The Rise and Fall of Libra
The Libra token launched in February of this year, amid heavy promotion. Some of its earliest promoters were Argentine President Javier Milei, who endorsed the token on social media.
The project was marketed as a way to support small businesses in Argentina, explaining the president’s involvement.
Likely because of Milei, investor enthusiasm shot up, with Libra’s market cap briefly hitting a staggering $1.17 billion according to DEX Screener.
Within 24 hours, the token collapsed by 97 per cent and left only $33 million in value.
Such a brutal crash created immediate outrage from investors and set off one of the largest rug pull scandals in crypto history.
Political Fallout for Javier Milei
Milei quickly distanced himself from Libra after the crash. He deleted his social media post and insisted he had no formal ties to the project.
“A few hours ago, I posted a tweet supporting a supposed private venture with which I have no connection,” Milei said in February.
Hace unas horas publiqué un tweet, como tantas otras infinitas veces, apoyando un supuesto emprendimiento privado del que obviamente no tengo vinculación alguna.
No estaba interiorizado de los pormenores del proyecto y luego de haberme interiorizado decidí no seguir dándole…
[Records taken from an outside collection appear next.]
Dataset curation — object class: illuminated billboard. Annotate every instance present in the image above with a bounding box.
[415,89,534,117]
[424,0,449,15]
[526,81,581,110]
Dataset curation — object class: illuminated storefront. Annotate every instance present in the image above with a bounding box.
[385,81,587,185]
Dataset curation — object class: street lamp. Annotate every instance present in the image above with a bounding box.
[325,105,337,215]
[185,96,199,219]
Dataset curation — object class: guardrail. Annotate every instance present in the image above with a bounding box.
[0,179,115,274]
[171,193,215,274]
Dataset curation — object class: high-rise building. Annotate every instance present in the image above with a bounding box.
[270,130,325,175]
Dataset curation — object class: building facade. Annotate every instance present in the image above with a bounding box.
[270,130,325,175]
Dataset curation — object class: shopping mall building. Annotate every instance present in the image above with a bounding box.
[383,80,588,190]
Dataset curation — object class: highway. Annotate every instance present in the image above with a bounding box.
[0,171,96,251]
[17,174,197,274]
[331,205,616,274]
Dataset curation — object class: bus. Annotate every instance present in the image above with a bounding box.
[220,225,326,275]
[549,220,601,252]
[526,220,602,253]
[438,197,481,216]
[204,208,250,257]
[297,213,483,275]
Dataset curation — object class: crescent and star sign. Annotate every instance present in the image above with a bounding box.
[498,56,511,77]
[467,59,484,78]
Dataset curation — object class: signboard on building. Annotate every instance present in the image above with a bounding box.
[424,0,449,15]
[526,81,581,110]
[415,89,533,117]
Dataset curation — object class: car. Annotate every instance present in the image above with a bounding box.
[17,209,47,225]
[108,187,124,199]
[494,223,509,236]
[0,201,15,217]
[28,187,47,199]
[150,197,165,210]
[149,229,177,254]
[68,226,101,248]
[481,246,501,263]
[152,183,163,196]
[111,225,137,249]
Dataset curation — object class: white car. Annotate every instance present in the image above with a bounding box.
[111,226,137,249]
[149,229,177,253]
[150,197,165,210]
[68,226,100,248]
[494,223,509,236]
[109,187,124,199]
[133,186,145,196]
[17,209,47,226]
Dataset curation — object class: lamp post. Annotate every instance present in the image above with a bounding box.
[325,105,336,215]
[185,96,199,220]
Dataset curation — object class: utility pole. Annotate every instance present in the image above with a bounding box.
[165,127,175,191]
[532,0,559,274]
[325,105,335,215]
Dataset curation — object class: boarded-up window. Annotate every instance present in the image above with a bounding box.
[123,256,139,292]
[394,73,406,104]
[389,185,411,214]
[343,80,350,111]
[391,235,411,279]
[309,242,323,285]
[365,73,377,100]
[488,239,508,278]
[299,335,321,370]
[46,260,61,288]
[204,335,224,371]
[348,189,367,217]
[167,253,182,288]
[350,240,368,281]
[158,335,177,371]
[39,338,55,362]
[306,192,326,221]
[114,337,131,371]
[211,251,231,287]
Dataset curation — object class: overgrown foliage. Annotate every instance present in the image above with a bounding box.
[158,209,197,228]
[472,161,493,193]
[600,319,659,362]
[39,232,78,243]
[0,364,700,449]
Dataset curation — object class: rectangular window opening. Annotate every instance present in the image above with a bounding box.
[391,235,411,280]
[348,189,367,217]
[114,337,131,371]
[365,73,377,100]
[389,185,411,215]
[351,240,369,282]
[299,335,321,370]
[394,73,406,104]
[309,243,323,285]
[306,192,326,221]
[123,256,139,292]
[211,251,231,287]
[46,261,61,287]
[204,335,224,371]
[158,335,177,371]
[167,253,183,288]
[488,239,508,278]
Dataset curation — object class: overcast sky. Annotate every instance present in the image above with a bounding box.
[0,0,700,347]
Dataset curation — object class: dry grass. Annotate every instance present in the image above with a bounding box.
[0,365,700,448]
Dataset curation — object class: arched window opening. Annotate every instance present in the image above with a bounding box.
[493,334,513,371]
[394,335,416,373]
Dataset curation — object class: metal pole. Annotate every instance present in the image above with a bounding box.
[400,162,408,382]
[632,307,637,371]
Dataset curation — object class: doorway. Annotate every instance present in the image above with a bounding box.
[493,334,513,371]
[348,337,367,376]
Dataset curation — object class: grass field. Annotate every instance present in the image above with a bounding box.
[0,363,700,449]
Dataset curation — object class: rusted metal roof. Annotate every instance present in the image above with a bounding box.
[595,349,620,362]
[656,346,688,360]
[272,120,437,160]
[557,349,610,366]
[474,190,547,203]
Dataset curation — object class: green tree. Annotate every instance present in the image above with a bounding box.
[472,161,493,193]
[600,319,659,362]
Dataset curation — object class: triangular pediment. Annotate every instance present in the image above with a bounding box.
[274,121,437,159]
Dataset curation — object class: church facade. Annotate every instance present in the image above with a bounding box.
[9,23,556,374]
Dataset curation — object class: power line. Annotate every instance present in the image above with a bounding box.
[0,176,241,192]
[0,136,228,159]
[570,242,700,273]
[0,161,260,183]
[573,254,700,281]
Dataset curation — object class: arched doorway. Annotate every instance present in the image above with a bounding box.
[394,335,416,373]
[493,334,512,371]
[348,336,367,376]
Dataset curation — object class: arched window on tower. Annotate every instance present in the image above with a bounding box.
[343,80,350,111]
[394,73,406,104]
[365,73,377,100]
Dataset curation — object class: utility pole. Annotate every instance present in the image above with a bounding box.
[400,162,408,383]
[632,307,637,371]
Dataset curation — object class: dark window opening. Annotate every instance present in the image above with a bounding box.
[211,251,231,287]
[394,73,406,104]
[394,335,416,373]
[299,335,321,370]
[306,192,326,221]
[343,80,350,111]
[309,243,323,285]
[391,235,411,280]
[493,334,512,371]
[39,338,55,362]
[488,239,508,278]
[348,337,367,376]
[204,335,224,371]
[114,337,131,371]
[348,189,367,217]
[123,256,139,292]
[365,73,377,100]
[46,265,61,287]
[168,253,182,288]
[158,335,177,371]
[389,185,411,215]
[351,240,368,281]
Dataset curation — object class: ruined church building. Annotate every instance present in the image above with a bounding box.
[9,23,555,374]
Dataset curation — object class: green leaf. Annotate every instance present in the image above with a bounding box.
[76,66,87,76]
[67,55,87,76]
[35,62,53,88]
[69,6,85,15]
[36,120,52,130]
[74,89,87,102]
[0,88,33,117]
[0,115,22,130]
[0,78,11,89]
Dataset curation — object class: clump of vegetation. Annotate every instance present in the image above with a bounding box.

— Javier Milei (@JMilei) February 15, 2025
Despite his denial, Argentine lawmakers launched an ethics investigation. Some even pushed for impeachment. Milei later dissolved the investigative task force without charges, which caused separate claims of a political cover-up.
Hayden Davis and Ben Chow’s Role
Hayden Davis, founder of Kelsier Labs, was the public face of Libra. He set himself up as Milei’s advisor and claimed he acted as custodian of project funds. After the crash, however, investors accused him of holding a $100 million “bag” of worthless tokens.
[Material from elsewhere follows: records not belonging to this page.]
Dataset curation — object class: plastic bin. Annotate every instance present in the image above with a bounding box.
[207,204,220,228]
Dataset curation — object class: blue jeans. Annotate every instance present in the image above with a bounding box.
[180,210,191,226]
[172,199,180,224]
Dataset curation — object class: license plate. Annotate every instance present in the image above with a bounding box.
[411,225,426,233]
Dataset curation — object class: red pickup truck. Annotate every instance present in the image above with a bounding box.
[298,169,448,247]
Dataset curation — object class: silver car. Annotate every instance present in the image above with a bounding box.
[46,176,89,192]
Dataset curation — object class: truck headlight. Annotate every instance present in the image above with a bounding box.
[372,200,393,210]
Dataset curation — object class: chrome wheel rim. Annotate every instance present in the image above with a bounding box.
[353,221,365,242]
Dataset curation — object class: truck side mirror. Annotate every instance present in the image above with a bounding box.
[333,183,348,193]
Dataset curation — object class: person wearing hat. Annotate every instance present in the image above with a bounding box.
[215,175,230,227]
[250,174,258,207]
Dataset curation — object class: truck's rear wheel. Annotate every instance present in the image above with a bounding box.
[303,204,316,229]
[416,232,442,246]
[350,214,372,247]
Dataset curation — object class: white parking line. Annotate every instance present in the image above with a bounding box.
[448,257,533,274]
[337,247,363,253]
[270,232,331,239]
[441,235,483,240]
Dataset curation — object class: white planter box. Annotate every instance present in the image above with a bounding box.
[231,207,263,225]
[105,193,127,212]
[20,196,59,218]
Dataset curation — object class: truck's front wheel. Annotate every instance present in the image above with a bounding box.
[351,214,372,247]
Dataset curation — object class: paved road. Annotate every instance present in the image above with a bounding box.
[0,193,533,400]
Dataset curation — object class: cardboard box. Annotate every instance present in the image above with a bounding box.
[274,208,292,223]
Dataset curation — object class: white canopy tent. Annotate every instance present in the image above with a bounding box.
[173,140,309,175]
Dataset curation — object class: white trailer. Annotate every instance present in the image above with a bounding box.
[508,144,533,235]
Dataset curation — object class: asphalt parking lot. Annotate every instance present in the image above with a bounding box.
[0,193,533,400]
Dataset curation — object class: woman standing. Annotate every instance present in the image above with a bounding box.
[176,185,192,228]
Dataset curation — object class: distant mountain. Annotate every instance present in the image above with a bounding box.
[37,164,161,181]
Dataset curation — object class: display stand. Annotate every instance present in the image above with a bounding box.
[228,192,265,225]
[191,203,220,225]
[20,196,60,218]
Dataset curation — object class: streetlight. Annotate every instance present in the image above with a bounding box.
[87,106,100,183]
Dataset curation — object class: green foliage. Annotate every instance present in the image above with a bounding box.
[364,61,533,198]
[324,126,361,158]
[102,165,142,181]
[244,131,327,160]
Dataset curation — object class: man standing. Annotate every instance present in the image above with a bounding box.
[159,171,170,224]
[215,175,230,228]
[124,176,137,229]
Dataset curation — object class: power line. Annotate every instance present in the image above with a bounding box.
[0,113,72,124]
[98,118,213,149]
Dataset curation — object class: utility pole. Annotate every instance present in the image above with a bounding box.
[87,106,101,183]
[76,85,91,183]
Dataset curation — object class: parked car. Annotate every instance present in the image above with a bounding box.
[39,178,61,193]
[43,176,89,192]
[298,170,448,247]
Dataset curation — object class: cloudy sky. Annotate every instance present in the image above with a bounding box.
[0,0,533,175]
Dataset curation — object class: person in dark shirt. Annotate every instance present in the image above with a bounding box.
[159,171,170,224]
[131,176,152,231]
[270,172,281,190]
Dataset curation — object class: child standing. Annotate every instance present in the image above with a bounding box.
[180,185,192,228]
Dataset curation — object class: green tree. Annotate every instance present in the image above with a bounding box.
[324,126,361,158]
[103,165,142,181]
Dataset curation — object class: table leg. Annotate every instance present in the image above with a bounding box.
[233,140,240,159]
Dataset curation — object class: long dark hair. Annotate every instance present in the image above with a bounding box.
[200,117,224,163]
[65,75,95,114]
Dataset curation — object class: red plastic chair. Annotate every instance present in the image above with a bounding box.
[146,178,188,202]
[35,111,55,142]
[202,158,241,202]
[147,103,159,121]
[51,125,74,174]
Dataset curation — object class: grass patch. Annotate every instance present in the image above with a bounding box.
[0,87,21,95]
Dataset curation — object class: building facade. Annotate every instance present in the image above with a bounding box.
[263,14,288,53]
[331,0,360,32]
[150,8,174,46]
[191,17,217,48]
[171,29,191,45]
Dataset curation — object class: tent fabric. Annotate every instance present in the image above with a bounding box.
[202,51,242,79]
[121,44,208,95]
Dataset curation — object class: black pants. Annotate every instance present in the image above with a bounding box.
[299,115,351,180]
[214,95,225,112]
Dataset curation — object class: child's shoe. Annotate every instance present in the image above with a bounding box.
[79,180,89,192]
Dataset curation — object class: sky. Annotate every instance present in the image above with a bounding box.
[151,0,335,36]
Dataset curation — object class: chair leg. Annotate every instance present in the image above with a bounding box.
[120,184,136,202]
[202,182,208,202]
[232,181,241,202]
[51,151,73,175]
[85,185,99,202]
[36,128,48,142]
Ben Chow, co-founder of Meteora, on the other hand, also became entangled in the issue.
Meteora’s infrastructure was used to launch Libra, and Chow had introduced Davis to other crypto projects, including Melania Trump’s meme coin. On-chain research by Bubblemaps later revealed wallet connections between the Melania and Libra launches.
Overall, despite the Libra issue, the scandal itself is still unresolved. The class-action suit is still ongoing, and investors are still seeking restitution. Whether the case succeeds will determine if victims can recover their funds or if Davis and Chow walk away as free men.